WHAT is KINFRA's roadmap for the future? "Our next wave has to be in biotechnology," says Managing Director A.S. Suresh Babu. "When President A.P.J. Abdul Kalam gave us the agenda for Kerala in his historic address in the Legislative Assembly earlier this year, he stressed that the State's strength in intellectual capital must translate into a leadership role in biotechnology. We have taken up the development of a biotechnology park at Kalamassery, Kochi, jointly with TCD Urban Infrastructure Holdings of Mumbai." This will soon provide space for green houses, tissue culture facilities, plant-based medicinal extraction facilities, and a bioinformatics and patent information centre. The State is already home to leading national institutions such as the Tropical Botanic Gardens and Research Institute, the Sree Chithra Thirunal Institute of Medical Sciences, the Regional Research Laboratory and the Rajiv Gandhi Centre for Biotechnology. The 240 acre-high tech park in Kalamassery will soon be home to an international convention-cum-exhibition centre and a SEZ for electronics.
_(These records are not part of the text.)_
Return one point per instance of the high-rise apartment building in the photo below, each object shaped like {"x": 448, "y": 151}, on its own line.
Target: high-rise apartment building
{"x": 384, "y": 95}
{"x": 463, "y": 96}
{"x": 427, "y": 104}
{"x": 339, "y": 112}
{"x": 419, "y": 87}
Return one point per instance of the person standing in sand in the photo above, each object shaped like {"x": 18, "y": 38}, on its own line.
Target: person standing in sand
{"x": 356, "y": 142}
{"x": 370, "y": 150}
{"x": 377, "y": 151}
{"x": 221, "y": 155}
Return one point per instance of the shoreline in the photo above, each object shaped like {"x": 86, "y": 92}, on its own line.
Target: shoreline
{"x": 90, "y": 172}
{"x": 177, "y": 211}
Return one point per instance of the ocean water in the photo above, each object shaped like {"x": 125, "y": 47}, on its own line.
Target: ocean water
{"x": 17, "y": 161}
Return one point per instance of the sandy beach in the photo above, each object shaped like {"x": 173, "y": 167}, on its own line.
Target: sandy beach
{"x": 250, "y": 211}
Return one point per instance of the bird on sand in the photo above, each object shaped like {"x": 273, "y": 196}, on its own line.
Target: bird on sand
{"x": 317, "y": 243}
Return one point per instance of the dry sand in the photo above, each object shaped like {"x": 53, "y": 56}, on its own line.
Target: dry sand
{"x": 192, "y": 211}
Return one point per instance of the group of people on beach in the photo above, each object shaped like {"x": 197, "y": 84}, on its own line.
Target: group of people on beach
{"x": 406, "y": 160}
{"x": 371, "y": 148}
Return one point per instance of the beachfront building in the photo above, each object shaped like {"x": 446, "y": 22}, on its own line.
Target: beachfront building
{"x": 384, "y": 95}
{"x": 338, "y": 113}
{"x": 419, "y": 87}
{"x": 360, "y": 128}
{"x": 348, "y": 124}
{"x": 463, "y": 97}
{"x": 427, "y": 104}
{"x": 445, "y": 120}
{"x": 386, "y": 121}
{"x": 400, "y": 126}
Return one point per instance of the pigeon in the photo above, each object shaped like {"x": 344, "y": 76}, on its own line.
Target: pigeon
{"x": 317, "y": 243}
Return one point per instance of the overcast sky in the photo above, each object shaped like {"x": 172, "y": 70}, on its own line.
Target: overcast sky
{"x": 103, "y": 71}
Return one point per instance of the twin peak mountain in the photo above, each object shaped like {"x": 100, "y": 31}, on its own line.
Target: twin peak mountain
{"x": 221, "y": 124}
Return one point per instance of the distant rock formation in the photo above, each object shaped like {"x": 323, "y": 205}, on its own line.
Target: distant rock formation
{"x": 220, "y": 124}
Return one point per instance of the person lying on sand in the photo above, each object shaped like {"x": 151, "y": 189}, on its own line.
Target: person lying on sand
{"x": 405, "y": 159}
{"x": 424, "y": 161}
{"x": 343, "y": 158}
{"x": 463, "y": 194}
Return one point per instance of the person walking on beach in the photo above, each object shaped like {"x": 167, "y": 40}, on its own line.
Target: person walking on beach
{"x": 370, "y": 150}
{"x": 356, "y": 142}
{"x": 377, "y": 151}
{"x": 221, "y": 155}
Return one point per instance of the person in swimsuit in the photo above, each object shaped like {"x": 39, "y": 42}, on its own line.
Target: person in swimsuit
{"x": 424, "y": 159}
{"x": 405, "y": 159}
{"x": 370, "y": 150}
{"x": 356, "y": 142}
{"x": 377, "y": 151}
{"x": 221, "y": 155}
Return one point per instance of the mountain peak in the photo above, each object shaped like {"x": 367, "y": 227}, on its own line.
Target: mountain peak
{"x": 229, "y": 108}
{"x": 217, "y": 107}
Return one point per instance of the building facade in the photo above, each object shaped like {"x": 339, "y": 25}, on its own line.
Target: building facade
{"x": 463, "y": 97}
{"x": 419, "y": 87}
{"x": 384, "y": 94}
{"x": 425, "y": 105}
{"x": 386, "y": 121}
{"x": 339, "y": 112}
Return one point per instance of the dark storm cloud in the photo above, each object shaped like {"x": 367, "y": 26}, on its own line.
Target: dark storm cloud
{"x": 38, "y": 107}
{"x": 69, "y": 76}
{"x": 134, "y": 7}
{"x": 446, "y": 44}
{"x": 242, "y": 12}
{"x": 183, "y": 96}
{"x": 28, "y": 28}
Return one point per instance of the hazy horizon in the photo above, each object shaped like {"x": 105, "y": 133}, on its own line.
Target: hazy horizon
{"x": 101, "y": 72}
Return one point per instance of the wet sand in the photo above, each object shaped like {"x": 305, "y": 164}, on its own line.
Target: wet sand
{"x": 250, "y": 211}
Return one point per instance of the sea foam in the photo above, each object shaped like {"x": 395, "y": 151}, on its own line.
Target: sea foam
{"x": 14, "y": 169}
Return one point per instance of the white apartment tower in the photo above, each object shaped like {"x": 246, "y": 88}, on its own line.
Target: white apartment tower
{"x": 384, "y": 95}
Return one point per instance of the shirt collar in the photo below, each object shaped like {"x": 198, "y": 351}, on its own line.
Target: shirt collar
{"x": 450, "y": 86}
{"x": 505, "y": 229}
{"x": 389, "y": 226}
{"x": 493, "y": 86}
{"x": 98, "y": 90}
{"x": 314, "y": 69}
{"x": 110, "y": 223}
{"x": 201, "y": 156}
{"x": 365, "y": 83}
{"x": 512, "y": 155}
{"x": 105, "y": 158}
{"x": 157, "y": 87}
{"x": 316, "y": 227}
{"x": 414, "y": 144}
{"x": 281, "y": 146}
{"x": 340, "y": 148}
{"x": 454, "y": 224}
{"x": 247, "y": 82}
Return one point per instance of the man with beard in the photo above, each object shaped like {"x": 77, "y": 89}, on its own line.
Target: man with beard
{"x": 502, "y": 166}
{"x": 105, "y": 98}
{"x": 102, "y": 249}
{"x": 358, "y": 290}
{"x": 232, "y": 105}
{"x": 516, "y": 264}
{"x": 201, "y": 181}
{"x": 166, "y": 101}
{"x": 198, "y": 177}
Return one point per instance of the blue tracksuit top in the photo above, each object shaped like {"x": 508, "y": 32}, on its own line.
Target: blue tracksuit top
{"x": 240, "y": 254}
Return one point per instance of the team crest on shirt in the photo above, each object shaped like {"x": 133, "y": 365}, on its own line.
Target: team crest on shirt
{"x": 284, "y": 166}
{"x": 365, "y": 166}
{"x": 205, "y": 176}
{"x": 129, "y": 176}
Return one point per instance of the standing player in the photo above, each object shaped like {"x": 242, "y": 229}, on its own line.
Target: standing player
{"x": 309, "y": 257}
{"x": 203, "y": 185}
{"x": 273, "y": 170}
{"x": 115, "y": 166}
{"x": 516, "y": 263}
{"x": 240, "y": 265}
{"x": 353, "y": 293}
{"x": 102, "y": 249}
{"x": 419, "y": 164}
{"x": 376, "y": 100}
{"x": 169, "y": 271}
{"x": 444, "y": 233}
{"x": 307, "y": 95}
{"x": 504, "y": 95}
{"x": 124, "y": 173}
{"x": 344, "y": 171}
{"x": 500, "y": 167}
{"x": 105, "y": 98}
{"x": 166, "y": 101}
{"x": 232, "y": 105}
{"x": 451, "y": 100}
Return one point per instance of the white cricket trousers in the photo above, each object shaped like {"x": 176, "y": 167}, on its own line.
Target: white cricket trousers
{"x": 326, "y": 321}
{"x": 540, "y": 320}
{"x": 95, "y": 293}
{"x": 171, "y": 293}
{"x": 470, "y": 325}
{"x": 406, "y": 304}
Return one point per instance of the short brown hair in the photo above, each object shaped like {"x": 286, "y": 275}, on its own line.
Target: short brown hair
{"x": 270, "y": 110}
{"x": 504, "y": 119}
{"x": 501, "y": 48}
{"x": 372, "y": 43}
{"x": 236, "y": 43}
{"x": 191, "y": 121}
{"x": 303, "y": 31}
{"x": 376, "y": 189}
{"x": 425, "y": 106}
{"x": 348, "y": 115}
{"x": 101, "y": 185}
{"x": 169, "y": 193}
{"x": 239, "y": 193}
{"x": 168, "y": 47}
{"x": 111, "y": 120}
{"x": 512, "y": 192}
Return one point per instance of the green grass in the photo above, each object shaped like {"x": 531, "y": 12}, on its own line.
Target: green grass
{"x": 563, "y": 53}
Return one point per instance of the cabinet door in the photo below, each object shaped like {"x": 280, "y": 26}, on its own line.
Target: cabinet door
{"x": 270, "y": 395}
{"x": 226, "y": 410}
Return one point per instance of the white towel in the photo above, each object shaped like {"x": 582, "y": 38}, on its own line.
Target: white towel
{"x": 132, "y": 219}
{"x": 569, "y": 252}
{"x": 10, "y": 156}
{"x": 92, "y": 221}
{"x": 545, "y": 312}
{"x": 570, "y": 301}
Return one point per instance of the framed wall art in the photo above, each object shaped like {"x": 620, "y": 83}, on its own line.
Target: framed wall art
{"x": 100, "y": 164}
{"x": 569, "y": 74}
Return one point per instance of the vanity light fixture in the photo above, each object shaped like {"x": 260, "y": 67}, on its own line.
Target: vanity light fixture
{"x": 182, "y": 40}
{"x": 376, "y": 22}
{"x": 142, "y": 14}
But Suresh Babu stresses that like Kerala itself, KINFRA needs to surge forward, enabling national and international stakeholders in the frontline technologies to come here and do business.

T. Balakrishnan, Kerala's Principal Secretary for Industries and Commerce, sees pragmatic sense in the twin tracks that KINFRA is traversing. He said: "The State's unique propositions to the prospective investor in technology, both national and international, is now better understood and KINFRA has played a crucial role in creating this new mindset."

A foot in the hoary past and another in the 21st century might seem like a balancing act. But anchored to the realities of the industrial environment, KINFRA looks like bringing off this double act with a skill that can only come from a people schooled both in the delicate art of Kathakali and the more martial demands of Kalaripayattu.